Am Ende des Jahres lese ich Ernst Bloch.
„Es kommt darauf an, das Hoffen zu lernen“, schreibt der Philosoph im hohen Alter. Hoffen, immer wieder dieses Hoffen und es nicht aufgegeben. Warum?, frage ich mich. Wäre es nicht einfacher ohne Hoffnung zu leben? Sie kostet Kraft, besonders in den Momenten, wo wir wieder einmal enttäuscht sind und traurig, weil sie absolut nichts geholfen hat. Weil sie vergeblich war.
Ich schenke dem Philosphen Glauben und hoffe weiter.
Wer sich aufs Hoffen verlegt, macht den ersten Schritt, wer hoffnungsvoll handelt, denkt und handelt im Bewusstsein des Gelingens. Und es ist völlig egal, ob er dann trotzdem scheitert. Die gelebte Zeit in der Zuversicht, sie gestalten zu wollen und zu können ist Lebensbejahung und jedes Ja zum Leben schenkt uns Kraft, Mut und Sinnhaftigkeit.

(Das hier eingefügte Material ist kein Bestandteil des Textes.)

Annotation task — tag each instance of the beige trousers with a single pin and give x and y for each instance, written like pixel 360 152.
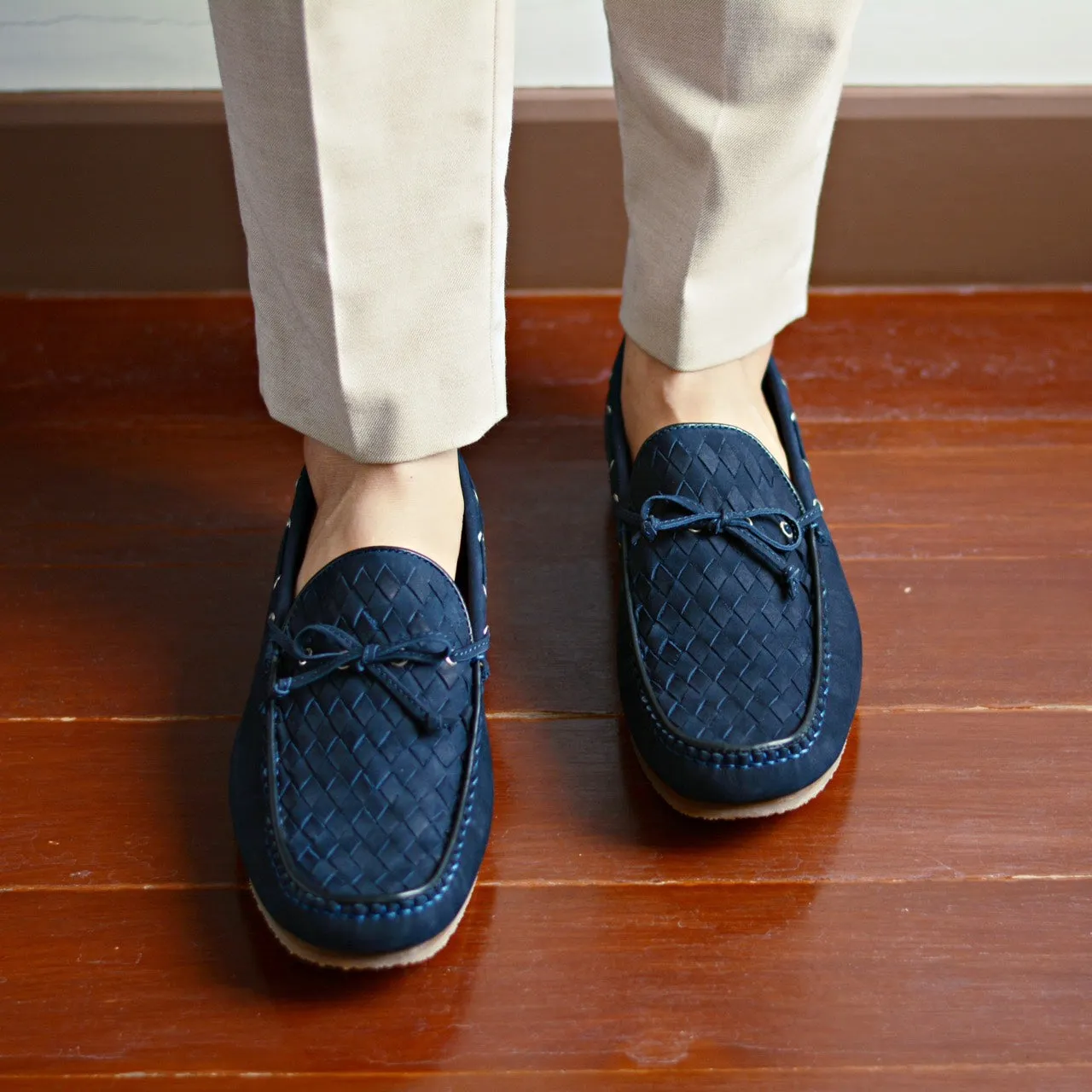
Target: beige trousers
pixel 370 141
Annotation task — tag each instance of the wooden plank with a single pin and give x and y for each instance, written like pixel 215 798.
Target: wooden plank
pixel 905 355
pixel 218 492
pixel 182 640
pixel 998 1078
pixel 561 979
pixel 919 796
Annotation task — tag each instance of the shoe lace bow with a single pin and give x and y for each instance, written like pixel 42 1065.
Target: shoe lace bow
pixel 343 651
pixel 771 534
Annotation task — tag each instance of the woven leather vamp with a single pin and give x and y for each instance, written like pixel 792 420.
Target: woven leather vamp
pixel 367 796
pixel 729 652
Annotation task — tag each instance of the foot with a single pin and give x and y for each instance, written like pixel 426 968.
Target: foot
pixel 740 648
pixel 415 506
pixel 363 816
pixel 654 396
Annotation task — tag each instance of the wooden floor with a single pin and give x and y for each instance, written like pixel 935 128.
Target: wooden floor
pixel 926 923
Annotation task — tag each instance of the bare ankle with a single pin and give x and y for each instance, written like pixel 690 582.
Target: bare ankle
pixel 655 396
pixel 416 505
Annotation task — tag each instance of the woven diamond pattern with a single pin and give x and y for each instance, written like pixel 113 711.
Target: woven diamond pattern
pixel 729 652
pixel 367 798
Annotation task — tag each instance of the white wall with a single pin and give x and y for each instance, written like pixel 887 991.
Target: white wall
pixel 125 44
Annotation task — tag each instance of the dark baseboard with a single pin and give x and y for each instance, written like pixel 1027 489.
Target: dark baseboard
pixel 133 191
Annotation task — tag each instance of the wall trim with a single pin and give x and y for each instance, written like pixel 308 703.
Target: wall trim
pixel 132 190
pixel 552 105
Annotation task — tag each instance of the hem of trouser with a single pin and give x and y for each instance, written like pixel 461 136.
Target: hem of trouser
pixel 682 347
pixel 402 449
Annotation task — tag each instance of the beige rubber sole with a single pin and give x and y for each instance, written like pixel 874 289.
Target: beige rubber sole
pixel 698 810
pixel 385 961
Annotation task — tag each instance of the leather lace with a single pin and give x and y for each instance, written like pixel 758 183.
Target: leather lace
pixel 771 534
pixel 344 651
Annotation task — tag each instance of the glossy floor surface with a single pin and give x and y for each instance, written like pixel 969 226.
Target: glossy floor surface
pixel 925 923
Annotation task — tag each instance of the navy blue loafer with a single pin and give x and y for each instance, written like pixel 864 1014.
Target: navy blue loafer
pixel 362 783
pixel 738 642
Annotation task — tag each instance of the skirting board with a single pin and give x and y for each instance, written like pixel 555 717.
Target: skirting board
pixel 132 191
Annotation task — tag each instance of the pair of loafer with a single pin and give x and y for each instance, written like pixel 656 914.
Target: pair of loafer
pixel 361 781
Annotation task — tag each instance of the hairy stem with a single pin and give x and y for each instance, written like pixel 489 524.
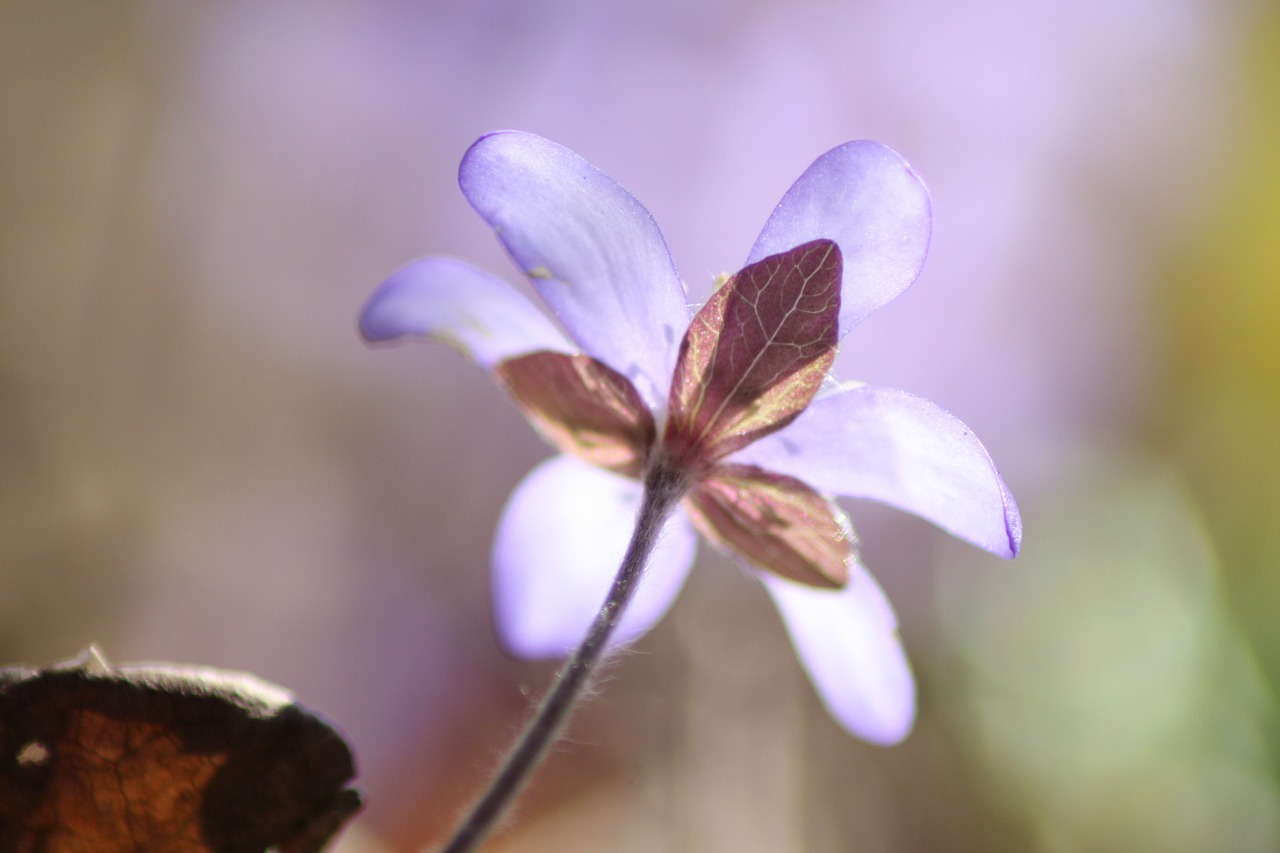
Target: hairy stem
pixel 662 491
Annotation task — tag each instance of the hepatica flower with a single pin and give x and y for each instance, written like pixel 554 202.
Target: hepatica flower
pixel 734 402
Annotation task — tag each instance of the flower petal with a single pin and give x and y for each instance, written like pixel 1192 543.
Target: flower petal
pixel 558 547
pixel 848 643
pixel 867 197
pixel 457 304
pixel 590 250
pixel 887 445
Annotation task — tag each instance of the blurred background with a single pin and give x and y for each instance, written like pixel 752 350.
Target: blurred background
pixel 202 463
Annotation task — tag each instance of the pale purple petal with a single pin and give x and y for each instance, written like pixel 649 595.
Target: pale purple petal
pixel 558 547
pixel 456 304
pixel 869 200
pixel 590 250
pixel 848 642
pixel 897 448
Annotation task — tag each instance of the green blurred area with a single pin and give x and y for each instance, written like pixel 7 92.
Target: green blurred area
pixel 1219 414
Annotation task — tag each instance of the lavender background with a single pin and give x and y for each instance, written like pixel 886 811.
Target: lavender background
pixel 201 461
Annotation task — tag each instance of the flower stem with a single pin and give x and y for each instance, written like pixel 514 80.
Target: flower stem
pixel 662 491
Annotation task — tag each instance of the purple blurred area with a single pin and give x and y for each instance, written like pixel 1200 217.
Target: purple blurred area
pixel 204 463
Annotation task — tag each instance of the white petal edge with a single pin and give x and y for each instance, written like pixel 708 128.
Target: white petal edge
pixel 590 250
pixel 560 542
pixel 848 642
pixel 871 201
pixel 890 446
pixel 462 306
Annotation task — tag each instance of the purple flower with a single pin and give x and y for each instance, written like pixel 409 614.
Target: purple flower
pixel 737 397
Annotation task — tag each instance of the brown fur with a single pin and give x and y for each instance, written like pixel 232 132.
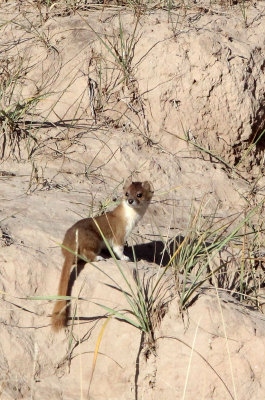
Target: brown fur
pixel 89 242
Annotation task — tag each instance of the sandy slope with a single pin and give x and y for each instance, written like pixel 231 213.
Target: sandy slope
pixel 209 77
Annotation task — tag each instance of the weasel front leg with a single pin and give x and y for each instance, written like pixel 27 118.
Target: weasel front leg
pixel 118 250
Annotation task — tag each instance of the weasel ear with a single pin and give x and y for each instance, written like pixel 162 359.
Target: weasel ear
pixel 148 186
pixel 127 183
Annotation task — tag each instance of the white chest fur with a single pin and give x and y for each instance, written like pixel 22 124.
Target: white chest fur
pixel 132 217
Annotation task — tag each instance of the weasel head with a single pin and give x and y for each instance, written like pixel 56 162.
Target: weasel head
pixel 138 194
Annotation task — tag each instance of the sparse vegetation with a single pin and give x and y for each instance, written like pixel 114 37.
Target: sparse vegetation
pixel 64 119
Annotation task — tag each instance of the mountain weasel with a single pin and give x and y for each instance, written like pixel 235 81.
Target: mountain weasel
pixel 115 225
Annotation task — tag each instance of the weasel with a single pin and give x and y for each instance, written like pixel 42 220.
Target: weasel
pixel 115 225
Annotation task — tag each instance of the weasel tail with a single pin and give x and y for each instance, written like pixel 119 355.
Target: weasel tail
pixel 115 225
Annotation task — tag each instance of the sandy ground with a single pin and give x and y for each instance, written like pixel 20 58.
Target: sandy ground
pixel 198 78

Der Geist fragt ständig nach dem Sinn des Lebens.
Die Sinnfrage ist eine Grundfrage des Menschen, die wir uns in jedem Altersabschnitt neu stellen. Angesichts des näher rückenden Lebensendes wird sie jedoch drängender.
Was uns bewusster wird, ist die Irreversibilität und das Vergehen der Zeit. Früher, in der Kindheit und in der Jugend schien die Zeit zu langsam zu vergehen. Wir konnten es kaum erwarten älter zu werden. In der Mitte unseres Lebens erscheint es uns, als renne uns die Zeit davon. Im Alter haben wir das Gefühl, sie zerfließt uns in den Händen. Ihre Vergänglichkeit wird zur existentiellen Bedrohung, wenn es uns nicht gelingt, uns mit ihr anzufreunden.
Aber, was ist Zeit?
Das beständige Ticken der Zeiger der Uhr, das Vergehen des Augenblicks und der Übergang in den nächsten. Zeit ist Bewegung und Fließen. Und das Wunder der Zeit ist: Zeit ist immer relativ in unserer Empfindung. Bedrohlich wird Zeit dann, wenn wir glauben, etwas nicht erledigt zu haben, etwas nicht getan zu haben, etwas versäumt zu haben, etwas verloren zu haben, etwas nicht mehr haben zu können, etwas nie mehr erreichen zu können, etwas nicht mehr wieder gut machen zu können, etwas nicht mehr ändern zu können, etwas nicht mehr wieder zu bekommen, etwas nie mehr zu bekommen oder etwas nie mehr tun zu können.
Aus jedem bedauernden „nie mehr“ resultieren Fragen, die Antworten finden wollen. Diese dann zu deuten, sie zu relativieren, Ambivalenzen herauszufinden und sich am Ende zu sagen: Ich habe mein Bestes getan. Ich habe das getan, was ich genau in diesem Moment in der Zeit habe tun können, was in meiner Macht stand in diesem Moment meiner Entwicklungsstufe. Und ja, ich kann das nie mehr anders machen. Und dann muss ich das so akzeptieren um nicht zu verbittern.
Ich darf hoffen, dass ich es künftig besser mache, weil ich gelernt habe. Hoffentlich.
Aber ich gebe die Hoffung auf, einen Zustand wieder herzustellen, der sich längst überlebt hat. Das ist nicht im Sinne eines Werdens und nicht im Sinne einer Entwicklung nach Vorne. Was war, ist unwiderruflich vergangen. Was bleibt ist die Frage: Was mache ich mit dem Rest, der mir noch bleibt? Worauf verlege ich meine Hoffnung jetzt?